The weather was misty, making me definitely feel like I was in a Bronte sisters’ book about Britain of old. We walked around briefly, looking at such places as the adjacent Duke Divinity School and the statue of benefactor James B. Duke, before going into the Duke chapel approximately an hour before the 11 a.m. service was to start.
Laura does not share my deep love for campus exploration – especially on wet mornings. So I decided to go back out and walk around some of the campus before the service while she stayed and heard the choir warm up with its beautiful music.
My destination was primarily one place, the Cameron Indoor Stadium basketball facility, where the Cameron Crazies have helped make it one of the toughest places for a visiting team in all of college basketball.
After checking with someone at a visitors’ desk at the back of the chapel, I was surprised to learn that it and much of the rest of the West Campus were within easy walking distance.

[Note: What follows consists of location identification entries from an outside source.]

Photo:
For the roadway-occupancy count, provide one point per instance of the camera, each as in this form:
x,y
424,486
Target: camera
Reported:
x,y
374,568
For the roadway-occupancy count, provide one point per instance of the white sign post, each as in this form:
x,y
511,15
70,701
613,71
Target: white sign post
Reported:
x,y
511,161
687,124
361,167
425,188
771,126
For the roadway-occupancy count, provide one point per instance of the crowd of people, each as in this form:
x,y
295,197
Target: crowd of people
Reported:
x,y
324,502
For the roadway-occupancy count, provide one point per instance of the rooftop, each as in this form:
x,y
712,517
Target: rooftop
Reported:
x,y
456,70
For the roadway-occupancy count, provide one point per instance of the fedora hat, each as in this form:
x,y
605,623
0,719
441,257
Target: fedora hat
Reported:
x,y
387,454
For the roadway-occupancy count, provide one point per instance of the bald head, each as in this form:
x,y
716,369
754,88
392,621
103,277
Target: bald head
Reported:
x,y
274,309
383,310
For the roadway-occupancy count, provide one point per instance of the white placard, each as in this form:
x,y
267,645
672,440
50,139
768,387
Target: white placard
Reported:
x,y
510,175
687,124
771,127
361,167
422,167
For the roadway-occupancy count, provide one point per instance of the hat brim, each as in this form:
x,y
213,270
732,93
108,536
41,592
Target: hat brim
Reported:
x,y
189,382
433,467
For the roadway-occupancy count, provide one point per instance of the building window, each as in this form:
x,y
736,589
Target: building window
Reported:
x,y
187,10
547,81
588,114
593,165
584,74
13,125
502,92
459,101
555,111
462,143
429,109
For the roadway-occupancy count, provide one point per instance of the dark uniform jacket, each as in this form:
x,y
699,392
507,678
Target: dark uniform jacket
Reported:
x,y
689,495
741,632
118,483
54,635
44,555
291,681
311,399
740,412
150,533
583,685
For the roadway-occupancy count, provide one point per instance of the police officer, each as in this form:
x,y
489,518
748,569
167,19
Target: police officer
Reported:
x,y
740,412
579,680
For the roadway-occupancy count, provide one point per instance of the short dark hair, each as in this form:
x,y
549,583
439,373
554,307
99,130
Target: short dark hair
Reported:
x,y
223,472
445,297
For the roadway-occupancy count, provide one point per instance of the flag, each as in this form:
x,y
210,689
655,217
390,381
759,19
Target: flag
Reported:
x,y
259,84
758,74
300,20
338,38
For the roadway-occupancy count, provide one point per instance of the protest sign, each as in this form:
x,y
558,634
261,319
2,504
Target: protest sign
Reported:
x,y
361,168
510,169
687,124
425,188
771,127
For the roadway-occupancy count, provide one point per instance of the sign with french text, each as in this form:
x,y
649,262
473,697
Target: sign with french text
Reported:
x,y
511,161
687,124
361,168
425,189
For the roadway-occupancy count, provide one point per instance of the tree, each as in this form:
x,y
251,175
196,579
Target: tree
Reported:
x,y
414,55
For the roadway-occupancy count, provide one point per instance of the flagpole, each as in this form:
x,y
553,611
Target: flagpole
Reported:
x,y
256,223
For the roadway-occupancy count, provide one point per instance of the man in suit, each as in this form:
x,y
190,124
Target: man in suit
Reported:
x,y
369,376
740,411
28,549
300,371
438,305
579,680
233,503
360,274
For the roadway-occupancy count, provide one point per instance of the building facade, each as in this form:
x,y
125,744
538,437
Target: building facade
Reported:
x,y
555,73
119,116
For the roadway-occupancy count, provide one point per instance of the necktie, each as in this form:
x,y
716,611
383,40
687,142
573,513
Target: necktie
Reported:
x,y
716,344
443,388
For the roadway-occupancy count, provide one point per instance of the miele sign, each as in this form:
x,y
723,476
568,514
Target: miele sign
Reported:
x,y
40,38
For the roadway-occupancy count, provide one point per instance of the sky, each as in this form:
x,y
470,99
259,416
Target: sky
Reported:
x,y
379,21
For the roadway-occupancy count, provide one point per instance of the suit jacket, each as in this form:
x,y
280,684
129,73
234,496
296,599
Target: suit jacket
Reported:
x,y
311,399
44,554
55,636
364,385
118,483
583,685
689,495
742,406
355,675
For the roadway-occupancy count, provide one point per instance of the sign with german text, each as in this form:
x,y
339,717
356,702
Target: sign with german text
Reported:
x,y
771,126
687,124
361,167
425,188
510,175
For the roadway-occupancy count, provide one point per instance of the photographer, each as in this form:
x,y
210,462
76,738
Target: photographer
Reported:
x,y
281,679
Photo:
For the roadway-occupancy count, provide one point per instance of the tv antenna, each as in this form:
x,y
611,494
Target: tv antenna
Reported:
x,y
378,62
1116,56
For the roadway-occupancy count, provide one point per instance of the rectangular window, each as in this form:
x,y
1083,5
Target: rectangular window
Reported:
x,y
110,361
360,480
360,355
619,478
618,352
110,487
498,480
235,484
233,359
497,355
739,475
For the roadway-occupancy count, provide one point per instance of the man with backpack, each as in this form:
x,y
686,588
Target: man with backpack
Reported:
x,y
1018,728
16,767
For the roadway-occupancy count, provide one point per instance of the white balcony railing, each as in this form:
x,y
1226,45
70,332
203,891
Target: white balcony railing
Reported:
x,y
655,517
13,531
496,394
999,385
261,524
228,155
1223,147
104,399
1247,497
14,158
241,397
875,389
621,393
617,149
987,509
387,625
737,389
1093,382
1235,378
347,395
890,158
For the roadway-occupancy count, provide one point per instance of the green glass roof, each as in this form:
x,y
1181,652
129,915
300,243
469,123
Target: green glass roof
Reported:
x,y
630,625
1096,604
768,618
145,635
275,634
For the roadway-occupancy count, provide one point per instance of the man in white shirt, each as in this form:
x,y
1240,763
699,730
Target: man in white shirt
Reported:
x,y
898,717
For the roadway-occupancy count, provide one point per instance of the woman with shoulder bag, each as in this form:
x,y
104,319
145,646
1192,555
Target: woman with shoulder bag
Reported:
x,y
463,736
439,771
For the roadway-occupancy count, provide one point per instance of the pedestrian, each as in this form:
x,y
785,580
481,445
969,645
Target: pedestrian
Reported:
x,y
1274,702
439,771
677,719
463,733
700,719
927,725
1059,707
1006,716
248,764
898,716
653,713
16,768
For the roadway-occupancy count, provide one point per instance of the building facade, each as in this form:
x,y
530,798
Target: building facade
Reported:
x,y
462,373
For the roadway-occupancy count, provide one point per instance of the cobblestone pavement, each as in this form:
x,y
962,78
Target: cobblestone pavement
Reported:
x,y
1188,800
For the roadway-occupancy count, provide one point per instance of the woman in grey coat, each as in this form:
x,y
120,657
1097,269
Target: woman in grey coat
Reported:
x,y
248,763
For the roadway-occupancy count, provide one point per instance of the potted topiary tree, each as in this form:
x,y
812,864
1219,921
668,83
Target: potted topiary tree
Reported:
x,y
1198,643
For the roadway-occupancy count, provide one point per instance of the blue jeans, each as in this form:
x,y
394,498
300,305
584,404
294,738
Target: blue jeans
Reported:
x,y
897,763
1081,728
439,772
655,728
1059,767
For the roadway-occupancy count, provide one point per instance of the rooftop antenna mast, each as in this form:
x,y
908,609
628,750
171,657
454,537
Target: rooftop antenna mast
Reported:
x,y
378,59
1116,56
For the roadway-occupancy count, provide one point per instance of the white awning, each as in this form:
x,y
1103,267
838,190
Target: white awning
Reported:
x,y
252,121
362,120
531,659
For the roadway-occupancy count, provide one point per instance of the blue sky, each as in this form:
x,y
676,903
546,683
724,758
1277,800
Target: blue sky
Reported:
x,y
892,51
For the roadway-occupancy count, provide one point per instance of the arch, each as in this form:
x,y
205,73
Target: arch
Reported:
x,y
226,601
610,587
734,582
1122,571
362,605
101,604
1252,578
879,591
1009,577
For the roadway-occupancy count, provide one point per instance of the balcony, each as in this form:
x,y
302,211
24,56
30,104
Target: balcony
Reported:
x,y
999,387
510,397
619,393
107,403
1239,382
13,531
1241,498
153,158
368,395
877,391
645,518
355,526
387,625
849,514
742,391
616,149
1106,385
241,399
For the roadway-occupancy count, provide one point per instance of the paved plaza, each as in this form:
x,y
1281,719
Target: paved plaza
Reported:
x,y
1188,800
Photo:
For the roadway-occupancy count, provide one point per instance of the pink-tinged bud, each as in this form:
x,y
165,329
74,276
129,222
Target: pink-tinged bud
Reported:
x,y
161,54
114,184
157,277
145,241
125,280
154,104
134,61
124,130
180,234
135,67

As I walked toward Cameron, taking pictures of all the similar-looking buildings and unusual fraternity benches, I began to think I was not at an Ivy League school, but at somewhere like Oxford or Cambridge. Or maybe I was a character in one of Jane Austen’s romantic English novels about the landed gentry.
The Duke campus was definitely pretty, but in a different way from the UNC campus.
After walking under one or two arched breezeways, I went through a parking lot and saw a sign that quickly became easy to read. “Krzyzewskiville” it said. This is the area where students camp out to get into Duke basketball games, I realized.
And behind it was the basketball shrine itself, Cameron Indoor Stadium. I took pictures of the unassuming building, which had stone like the Duke Chapel but not nearly the ornamentation.
The building was unfortunately locked, so I then walked back to the Duke chapel to get ready for the service. I am a United Methodist and know Duke Divinity School is Methodist-affiliated. But I think the Duke chapel tries to have interdenominational Christian services, even though the Sunday morning service seemed to have a strong Methodist slant.
I was surprised how big the crowd was, as several hundred were in attendance. Some falling plaster, concrete or stone from the roof had necessitated the installation of indoor scaffolding just a few days before.
After the service, we took a guided tour of the building, learning it had been built in the early 1930s and was designed by an African-American, Julian Abele, although no one in Duke reportedly knew his race at the time. The chapel had a variety of significant people carved or depicted artistically on its walls, from Jesus to Methodist movement founder John Wesley to Confederate Gen. Robert E. Lee.
I wish I would have had more time to explore Duke, but Laura and I needed to get back to Tennessee. So we enjoyed a nice lunch at Francesca’s dessert café along Ninth Street – which is kind of Duke’s equivalent of “the Strip” – and then headed back to Tennessee.
But we did not go before I ran across the street to buy a Duke T-shirt. By then I was starting to become enamored with Duke – just as I had been with UNC.